THE Buy British campaign of the 1960s was a movement that appealed to many, even though we discovered later that the poster urging us to "Buy British" was printed in Portugal and the Union Jack was upside down.

Membership of the EEC and an increasingly global economy mean that it can be seen as unacceptably nationalistic to advocate favouring domestically produced goods. Can we really snatch precious pennies from the hands of workers paid a pittance in the Third World to pay more for British made goods?

On the other hand, the current plight of our farming industry is a shining example of what happens when the consumer is tempted by lamb that has circumnavigated the globe and is still cheaper than the domestic product, despite burning up all that expensive fossil fuel to get it here.

Supporting local industry, local jobs and communities can be expensive. But without being xenophobic one can legitimately feel better disposed to British manufacturers where the product is comparable in effectiveness and price.

However, multinationals and their complicated ownership make it increasingly difficult to work out what exactly is or isn't made in the UK by a UK company.

Although, at least goods made in the UK by a non-UK company do provide jobs for our fellow citizens, despite the fact that profits may end up in America, Germany or Japan.

I would love for instance to own and drive British made cars. My first wheels supported an Austin 16 (briefly until it expired on the North Circular), then two Triumph Heralds, an Austin Healey Sprite and a Mini Cooper.

Thereafter patriotism succumbed to pragmatism. As domestic vehicles diminished and declined, foreign imports became more acceptable and desirable. We now own a German car and a Japanese seven-seater, the essential carrier for a family with four children. There are British made versions of the latter, but they were not competitively priced at the time.

I have adopted a policy of buying British where I can and where the standard of manufacture is comparable and the price allows it. Certainly I seek out British food. And I wish I didn't have to work quite so hard to discover that the Golden Delicious are Delicieuses D'Or.

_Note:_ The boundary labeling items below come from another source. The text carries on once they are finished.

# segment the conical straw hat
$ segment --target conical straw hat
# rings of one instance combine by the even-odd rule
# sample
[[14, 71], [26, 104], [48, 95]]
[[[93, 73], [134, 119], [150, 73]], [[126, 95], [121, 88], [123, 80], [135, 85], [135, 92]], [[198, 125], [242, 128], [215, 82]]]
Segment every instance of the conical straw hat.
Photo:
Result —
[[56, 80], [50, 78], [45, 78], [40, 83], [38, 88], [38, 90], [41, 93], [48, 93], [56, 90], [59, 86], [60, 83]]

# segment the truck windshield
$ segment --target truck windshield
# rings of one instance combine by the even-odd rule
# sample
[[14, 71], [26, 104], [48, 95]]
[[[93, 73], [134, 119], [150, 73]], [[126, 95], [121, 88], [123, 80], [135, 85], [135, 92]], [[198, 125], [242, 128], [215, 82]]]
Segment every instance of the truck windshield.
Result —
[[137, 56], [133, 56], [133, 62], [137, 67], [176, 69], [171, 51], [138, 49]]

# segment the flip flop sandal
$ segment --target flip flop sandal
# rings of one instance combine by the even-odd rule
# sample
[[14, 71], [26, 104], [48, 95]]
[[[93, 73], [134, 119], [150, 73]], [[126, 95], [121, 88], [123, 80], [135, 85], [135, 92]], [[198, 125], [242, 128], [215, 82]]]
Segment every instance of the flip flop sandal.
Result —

I find it hard to justify the purchase of meat, vegetables and fruit that are the natural products of our climate and countryside ahead of similar imports.

Clearly, if you want melons, grapes and pineapples, then patriotism has to take a back seat.

Occasionally, the decision is made easier when the British product is also the best. Which country, for instance, would you expect to manufacture a ride-on garden mower that didn't get clogged up by grass laden with the moist lushness caused by our very British summer rainfall?

After years of clambering under machines designed for warmer drier climes to haul out masses of green gunge, I discovered that in Great Haseley, just three junctions up the M40, they manufacture a garden tractor that is designed for our dew-laden greensward. And my creation of those quintessentially English green two-tone green stripes can now continue peacefully without the frequent discomfort of crawling under the darned thing to declog.